Trying to find a solution iteratively to this recurrence relation: $T(n) = 2T(n/2) + \log n $
$T(n) = 2^k T(n/2^k) + \sum_{i=0}^{k-1} 2^i \log \dfrac{n}{2^i} = n*1 + \sum_{i=0}^{k-1}2^i\log n - 2^i \log2^i \leq n + \log n \sum_{i=0}^{k-1} 2^i = n + \log n * (n-1) = O(n\log n)$
I obtain $O(n\log n)$ which is different from the result obtained using the Master Theorem: $O(n)$
Is it possible or I'm just doing it the wrong way?

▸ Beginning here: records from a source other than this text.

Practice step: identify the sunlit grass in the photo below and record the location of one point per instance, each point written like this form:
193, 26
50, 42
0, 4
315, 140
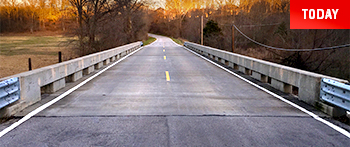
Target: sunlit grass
149, 41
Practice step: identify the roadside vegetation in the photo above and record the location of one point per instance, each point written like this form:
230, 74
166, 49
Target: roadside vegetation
149, 40
266, 21
43, 51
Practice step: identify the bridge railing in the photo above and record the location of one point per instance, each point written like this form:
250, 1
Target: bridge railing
52, 78
304, 84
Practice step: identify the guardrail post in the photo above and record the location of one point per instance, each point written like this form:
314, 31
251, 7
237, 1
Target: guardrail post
30, 64
59, 57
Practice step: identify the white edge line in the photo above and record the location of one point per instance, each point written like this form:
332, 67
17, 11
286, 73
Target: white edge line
48, 104
316, 117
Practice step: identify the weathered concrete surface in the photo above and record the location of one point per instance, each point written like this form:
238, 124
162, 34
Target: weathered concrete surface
51, 78
283, 77
132, 104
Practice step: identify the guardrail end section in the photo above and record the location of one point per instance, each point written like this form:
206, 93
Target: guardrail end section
335, 93
9, 91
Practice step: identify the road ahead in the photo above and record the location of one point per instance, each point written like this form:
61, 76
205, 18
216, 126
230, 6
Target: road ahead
164, 95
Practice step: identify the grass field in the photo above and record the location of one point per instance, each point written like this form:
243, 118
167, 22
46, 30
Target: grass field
43, 51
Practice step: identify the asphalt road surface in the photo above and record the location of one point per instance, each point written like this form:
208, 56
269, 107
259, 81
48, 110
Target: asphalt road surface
164, 95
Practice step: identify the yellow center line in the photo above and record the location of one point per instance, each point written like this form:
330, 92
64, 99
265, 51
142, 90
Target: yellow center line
167, 76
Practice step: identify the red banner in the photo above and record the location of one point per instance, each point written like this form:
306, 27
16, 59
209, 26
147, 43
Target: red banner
319, 14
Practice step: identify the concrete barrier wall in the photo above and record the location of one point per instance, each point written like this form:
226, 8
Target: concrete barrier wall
304, 84
52, 78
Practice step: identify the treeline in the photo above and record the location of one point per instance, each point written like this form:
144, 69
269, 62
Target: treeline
98, 24
266, 21
34, 15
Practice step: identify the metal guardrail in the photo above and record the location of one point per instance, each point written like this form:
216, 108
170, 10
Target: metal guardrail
335, 93
9, 91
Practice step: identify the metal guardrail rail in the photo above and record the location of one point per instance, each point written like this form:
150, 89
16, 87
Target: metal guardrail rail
335, 93
9, 91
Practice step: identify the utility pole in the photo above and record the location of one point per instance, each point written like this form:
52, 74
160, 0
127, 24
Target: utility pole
233, 38
202, 30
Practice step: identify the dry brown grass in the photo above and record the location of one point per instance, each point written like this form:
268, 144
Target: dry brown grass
15, 49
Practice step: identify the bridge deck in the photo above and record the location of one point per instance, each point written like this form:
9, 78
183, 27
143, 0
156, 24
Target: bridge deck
133, 104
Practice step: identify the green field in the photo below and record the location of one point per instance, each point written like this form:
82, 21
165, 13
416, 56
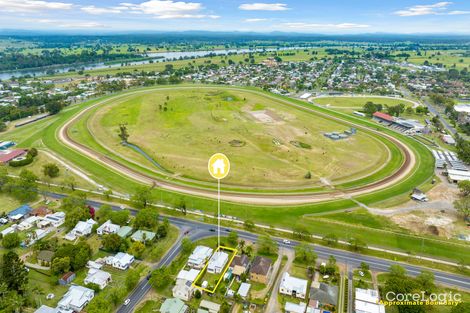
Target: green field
199, 122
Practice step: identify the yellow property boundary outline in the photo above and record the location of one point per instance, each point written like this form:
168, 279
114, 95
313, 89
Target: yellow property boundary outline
203, 271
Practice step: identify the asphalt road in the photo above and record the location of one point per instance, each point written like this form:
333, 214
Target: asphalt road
197, 230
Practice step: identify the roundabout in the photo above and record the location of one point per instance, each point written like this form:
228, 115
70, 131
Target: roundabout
194, 125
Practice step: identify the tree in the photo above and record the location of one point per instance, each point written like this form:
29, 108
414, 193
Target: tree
123, 133
11, 241
137, 248
464, 187
463, 206
160, 278
330, 239
232, 238
304, 253
146, 218
51, 170
25, 188
426, 281
357, 244
187, 245
60, 265
142, 197
14, 273
266, 245
112, 242
132, 278
249, 224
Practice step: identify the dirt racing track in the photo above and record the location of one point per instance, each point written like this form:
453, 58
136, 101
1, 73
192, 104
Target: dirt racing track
406, 168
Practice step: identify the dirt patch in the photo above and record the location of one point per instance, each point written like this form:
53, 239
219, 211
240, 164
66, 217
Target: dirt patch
435, 223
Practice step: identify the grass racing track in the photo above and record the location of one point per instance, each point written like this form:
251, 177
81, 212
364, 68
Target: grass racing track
45, 134
93, 150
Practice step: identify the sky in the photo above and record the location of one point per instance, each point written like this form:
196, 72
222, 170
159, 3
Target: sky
302, 16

Look at $T(2^k)$, you have $T(2^k)=2T(2^{k-1})+k=4T(2^{k-2})+k+2(k-1)$, following this general pattern you see $T(2^k)=2^kT(1)+\sum_{j=1}^k 2^j(k-j)$ (or something equal to that modulo a fencepost error that doesn't matter for the asymptotics). You can change variables to $i=k-j$ so that $j=k-i$, so you have $2^k \sum_{i=0}^{k-1} i 2^{-i}$ whose dominant term is proportional to $2^k$.
Your mistake appears to be caused by too bluntly estimating the sum, since it is true that $\sum_{j=1}^k 2^j k$ scales like $O(n\log(n))$. But in some sense "most" of this sum is cancelled out by the $-j$ part.